Por más que algunas mentes cuadriculadas traten de imponernos ciertos cánones:
estudia una carrera, licénciate, trabaja como un burro, escala puestos hasta
que te nombren jefe, cásate con una mujer sumisa o un hombre dócil, hipotécate,
procrea, prepara la paella del domingo y confórmate con el polvo mensual, paga
tus impuestos, compra una televisión último modelo para ver Gran Hermano VIP
número 48, y deja que pase el tiempo, sin plantearte nada. Puede que hasta hace poco, esa fuese la
tónica o el deseo de algunos. Pero llegó la crisis y lo puso todo patas arriba.
Estudiar una carrera ya no es garantía de encontrar trabajo, hipotecarte no te
asegura tener una casa para siempre y el matrimonio hace tiempo que dejó de ser
hasta que la muerte nos separe.
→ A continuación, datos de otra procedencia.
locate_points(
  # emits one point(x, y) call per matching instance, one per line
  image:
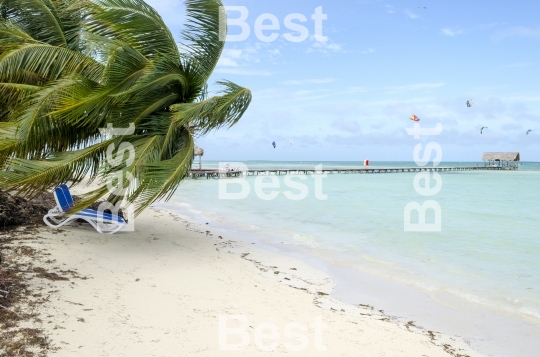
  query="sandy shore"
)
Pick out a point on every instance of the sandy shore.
point(163, 290)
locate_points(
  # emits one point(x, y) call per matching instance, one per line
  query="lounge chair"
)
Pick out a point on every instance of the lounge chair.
point(59, 215)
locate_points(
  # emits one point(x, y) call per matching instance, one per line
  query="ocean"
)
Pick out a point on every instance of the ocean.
point(484, 263)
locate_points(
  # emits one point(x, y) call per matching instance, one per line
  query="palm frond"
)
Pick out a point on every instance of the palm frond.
point(202, 33)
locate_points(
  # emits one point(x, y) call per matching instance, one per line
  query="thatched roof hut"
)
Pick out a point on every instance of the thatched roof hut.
point(501, 156)
point(198, 152)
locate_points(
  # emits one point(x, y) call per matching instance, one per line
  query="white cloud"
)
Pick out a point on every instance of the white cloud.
point(230, 58)
point(324, 47)
point(243, 72)
point(518, 65)
point(411, 15)
point(309, 81)
point(451, 32)
point(415, 87)
point(390, 9)
point(351, 126)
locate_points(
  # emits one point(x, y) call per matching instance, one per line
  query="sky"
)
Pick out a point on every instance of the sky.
point(350, 98)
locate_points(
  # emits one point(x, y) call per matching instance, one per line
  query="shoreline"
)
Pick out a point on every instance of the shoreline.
point(163, 287)
point(488, 330)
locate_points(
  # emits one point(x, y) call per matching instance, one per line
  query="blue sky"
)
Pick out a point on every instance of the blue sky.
point(350, 98)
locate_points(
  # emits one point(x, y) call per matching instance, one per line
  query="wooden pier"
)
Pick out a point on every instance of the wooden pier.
point(215, 173)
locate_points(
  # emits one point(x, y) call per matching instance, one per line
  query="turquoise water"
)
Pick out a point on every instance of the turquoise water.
point(487, 253)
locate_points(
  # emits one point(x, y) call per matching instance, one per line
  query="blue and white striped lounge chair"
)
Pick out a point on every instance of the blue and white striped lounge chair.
point(59, 215)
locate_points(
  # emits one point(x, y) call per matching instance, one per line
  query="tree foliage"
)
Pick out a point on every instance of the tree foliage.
point(71, 67)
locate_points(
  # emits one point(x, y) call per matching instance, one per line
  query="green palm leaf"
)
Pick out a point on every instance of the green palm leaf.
point(93, 63)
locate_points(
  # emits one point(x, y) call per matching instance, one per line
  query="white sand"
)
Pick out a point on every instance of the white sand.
point(160, 291)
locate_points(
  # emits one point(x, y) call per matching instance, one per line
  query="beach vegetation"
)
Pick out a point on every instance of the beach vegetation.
point(70, 68)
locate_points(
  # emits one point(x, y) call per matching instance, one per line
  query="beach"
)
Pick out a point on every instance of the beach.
point(161, 290)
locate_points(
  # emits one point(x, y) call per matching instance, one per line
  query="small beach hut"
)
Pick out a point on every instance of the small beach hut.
point(500, 158)
point(199, 152)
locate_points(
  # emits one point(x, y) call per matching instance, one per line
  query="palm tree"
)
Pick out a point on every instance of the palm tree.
point(71, 67)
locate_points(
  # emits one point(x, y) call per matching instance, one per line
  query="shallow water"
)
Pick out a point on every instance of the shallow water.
point(487, 253)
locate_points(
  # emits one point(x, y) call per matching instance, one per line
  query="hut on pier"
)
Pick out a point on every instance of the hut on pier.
point(500, 158)
point(199, 152)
Lo mejor de los malos tiempos es que la
inseguridad heredada ha contribuido a la desaparición de esa existencia
guionizada. El abismo da miedo, pero a veces, también atrae.
A los que rondan mi generación
nos ha tocado aprender a hacer planes a corto plazo, a buscar soluciones
alternativas, a alejarnos de nuestro país, a vivir el presente más inmediato, a
pensar de manera diferente y a tirar con lo (poco) que había. Muchos de mis
coetáneos sienten que están atrapados en una vida que les es ajena. Recién
casados que viven separados a causa del trabajo; parejas que no pueden
plantearse tener hijos; amigos que han vuelto a casa de sus padres; amigas que se
han acostumbrado a pasar el mes con 100 euros. Por eso cuando la gente me
pregunta cuáles son nuestros planes de futuro, ahora que ya somos tres y mi novio
trabaja a 350 km. de aquí, me encojo de hombros y trato de quitarle hierro. No
sucumbir, improvisar sobre la marcha y resistir. Lo que siempre hemos hecho.